General Motors Hits Olympic Brakes

General Motors has announced an end to its sponsorship of the U.S. Olympic Committee. GM also announced it would no longer commit to buying exclusive automaker status for advertising on NBC's telecasts of the Olympics.

The car giant cited a need for flexibility. Ad industry pundits have pointed to a need to avoid long term commitments and a switch from traditional TV sports: the exact model that Olympic finances have been built on since 1984.

Sponsorship and sports TV rights are inextricably linked. Broadcasters count on ad revenue from sponsors to cover the enormous sums they pay for the rights to cover events and leagues.

The deal had initially been done in 1997, in the lead-up to Salt Lake City 2002. GM's pullout will leave the USOC down some $5 million, or 7.5%, of its rights income per annum. NBC will now have as much as $100 million per Olympics in ad revenue to go find another buyer for in order to help make back the billions it is spending on televising Vancouver 2010 and London 2012 .

Just losing a sponsor, even a big one like GM, is no clear sign that the sky is falling in. But sports professionals everywhere will be looking to see if this is the start of a trend away from long term commitments and away from the traditional sponsor-an-event-and-buy-TV-airtime model. Four years ago, the ink had long since dried on the key U.S. TV deal for 2012. Today, nothing looks certain for 2016.

The Olympic Games and the Wimbledon tennis championships share a rare position of not selling advertising via hoardings in stadiums, on uniforms and on equipment, forcing all the action to take place during ad breaks that are fast losing their effectiveness. How much longer will the model hold?

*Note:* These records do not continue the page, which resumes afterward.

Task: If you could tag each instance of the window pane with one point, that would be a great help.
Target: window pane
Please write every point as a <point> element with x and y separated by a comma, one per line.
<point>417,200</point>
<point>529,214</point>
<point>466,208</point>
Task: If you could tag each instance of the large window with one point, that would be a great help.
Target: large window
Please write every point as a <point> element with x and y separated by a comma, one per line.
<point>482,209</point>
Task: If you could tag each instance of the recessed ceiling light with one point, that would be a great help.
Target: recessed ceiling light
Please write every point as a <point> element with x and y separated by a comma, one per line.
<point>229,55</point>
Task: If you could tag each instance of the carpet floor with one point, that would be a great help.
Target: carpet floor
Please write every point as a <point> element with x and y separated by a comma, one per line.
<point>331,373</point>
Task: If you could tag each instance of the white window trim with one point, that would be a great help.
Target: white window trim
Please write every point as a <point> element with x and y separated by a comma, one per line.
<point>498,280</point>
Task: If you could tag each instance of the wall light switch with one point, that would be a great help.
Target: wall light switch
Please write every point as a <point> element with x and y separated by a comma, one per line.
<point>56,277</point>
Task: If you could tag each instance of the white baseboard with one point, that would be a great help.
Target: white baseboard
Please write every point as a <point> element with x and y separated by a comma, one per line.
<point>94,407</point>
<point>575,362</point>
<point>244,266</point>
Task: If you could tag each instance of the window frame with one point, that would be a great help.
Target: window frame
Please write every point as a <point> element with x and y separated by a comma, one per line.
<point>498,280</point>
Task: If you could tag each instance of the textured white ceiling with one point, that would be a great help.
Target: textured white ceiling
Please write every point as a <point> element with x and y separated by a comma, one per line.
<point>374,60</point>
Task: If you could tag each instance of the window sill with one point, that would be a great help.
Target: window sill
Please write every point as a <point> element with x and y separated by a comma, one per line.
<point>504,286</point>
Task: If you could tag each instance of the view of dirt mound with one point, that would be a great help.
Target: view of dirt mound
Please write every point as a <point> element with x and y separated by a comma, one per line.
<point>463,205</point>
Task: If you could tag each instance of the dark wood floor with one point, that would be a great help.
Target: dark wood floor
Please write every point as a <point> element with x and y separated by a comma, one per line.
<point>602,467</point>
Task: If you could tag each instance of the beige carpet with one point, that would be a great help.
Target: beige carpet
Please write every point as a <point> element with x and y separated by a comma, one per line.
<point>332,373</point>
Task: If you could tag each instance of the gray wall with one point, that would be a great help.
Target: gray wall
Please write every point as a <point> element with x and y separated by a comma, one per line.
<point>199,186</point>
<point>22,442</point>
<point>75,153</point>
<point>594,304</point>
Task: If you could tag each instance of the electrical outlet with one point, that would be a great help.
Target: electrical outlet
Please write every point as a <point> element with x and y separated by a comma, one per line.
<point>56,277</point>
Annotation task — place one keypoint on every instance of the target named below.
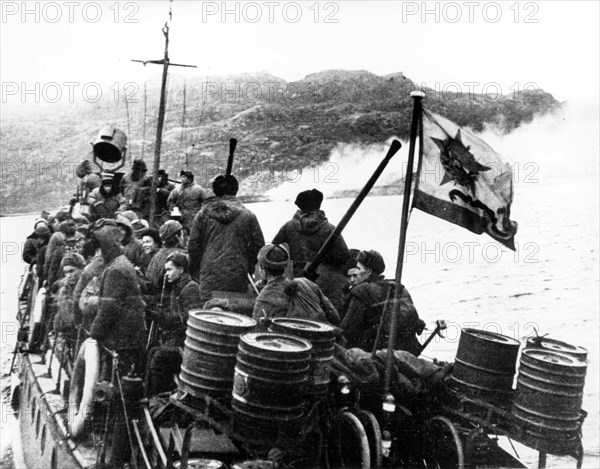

More importantly still, where are the ideas for replacing it? 




July 18, 2007

Tour De France Turn Off

A truly remarkable thing just happened. Can anyone out there think of a precedent? The German rights holders for the Tour de France, state-owned ARD and ZDF, just pulled the plug on their live coverage of this year's race. Because of doping. Cycling in Germany has been in total disarray for some time. From Jan Ullrich having his DNA linked to bags of blood in Dr. Fuentes's office to Jorg Jacksche telling Der Spiegel how the bloood-doping operation worked. The implication of T-Mobile in systematic doping...

But to pull the plug on the broadcast after paying for the rights, and half way through the race?

Sinkewitz Ostensibly, the reason is T-Mobile rider Patrik Sinkewitz's positive A sample (that would be testosterone, Floyd). ARD / ZDF claim they are unwilling to pay to cover a pharmaceutical race to Paris.  If his B sample comes back positive, that's it: the Tour goes completely dark in Germany on network (Eurosport will probably continue on cable, even though it is run by the European Broadcast Union, of which ARD / ZDF are key members).

Rather than just wait for viewers to vote with their remotes, the broadcaster has figured out it has a public-service duty to show something less unhealthy than a bike race. "We were in intensive discussion with the German racing teams and they swore that everything would be clean,'' Guenter Stuve, ARD's director of programming, told the station's Web site. It will come as no surprise to lean that Sinkewitz denies everything: "Me? Why me? I don't know anything about it. This can't be," he is reported as saying.

The implications for other sports are huge, demonstrating that some broadcasters still see sport as more than just gladiatorial spectacle. Imagine Disney cutting back on ESPN's coverage of the NFL following Michael Vick's indictment (instead of wall-to-wall SportsCenter coverage of the case). Or then again, no. That's just wishful thinking, isn't it?